Re: [SQL] Yet Another (Simple) Case of Index not used

From: Kevin Brown <kevin(at)sysexperts(dot)com>
To: pgsql-performance(at)postgresql(dot)org
Subject: Re: [SQL] Yet Another (Simple) Case of Index not used
Date: 2003-04-21 00:46:30
Message-ID: 20030421004630.GL1847@filer
Views: Raw Message | Whole Thread | Download mbox | Resend email
Thread:
Lists: pgsql-general pgsql-performance pgsql-sql

Tom Lane wrote:
> Kevin Brown <kevin(at)sysexperts(dot)com> writes:
> > This is why I suspect the best way to manage this would be to manage
> > the counter itself using the MVCC mechanism (that is, you treat the
> > shared counter as a row in a table just like any other and, in fact,
> > it might be most beneficial for it to actually be exactly that), which
> > handles the visibility problem automatically. But I don't know how
> > much contention there would be as a result.
>
> Hm. Contention probably wouldn't be the killer, since if transactions
> don't try to update the count until they are about to commit, they won't
> be holding the row lock for long. (You'd have to beware of deadlocks
> between transactions that need to update multiple counters, but that
> seems soluble.) What *would* be a problem is that such counter tables
> would accumulate huge numbers of dead rows very quickly, making it
> inefficient to find the live row.

But that inefficiency is a problem for *all* oft-updated tables, is it
not? I know that you'll end up with an additional n tuples per
transaction (where n is the average number of tables inserted into or
deleted from per transaction), so this isn't an insignificant problem,
but it's one faced by any application that often updates a small
table.

Causing a transaction which is already doing inserts/deletes to take
the hit of doing one additional update doesn't seem to me to be a
particularly large sacrifice, especially since the table it's updating
(the one that contains the counts) is likely to be cached in its
entirety. The chances are reasonable that the other activity the
transaction is performing will dwarf the additional effort that
maintaining the count demands.

> Josh already mentioned this as a problem with user-trigger-based
> counting.

Right, but the trigger based mechanism probably magnifies the issue by
orders of magnitude, and thus can't necessarily be used as an argument
against an internally-implemented method.

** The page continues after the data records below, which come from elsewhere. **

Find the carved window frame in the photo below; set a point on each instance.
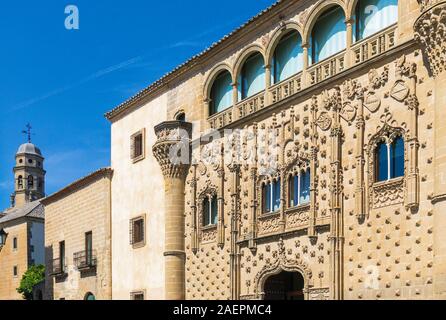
(265, 180)
(138, 157)
(390, 190)
(299, 168)
(207, 233)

> You could stanch the bleeding with sufficiently frequent vacuums,
> perhaps, but it just doesn't look very appealing.

I would say this is more a strong argument for automatic VACUUM
management than against count management, because what you say here is
true of any oft-updated, oft-referenced table.

> Ultimately what this comes down to is "how much overhead are we willing
> to load onto all other operations in order to make SELECT-COUNT(*)-with-
> no-WHERE-clause fast"? Postgres has made a set of design choices that
> favor the other operations. If you've designed an application that
> lives or dies by fast COUNT(*), perhaps you should choose another
> database.

Or perhaps a mechanism similar to the one being discussed should be
implemented and controlled with a GUC variable, so instead of forcing
someone to choose another database you force them to choose between
the performance tradeoffs involved. We already give DBAs such choices
elsewhere, e.g. pg_stat_activity.

The real question in all this is whether or not fast COUNT(*)
operations are needed often enough to even justify implementing a
mechanism to make them possible in PG. The question of getting fast
answers from COUNT(*) comes up often enough to be a FAQ, and that
suggests that there's enough demand for the feature that it may be
worth implementing just to shut those asking for it up. :-)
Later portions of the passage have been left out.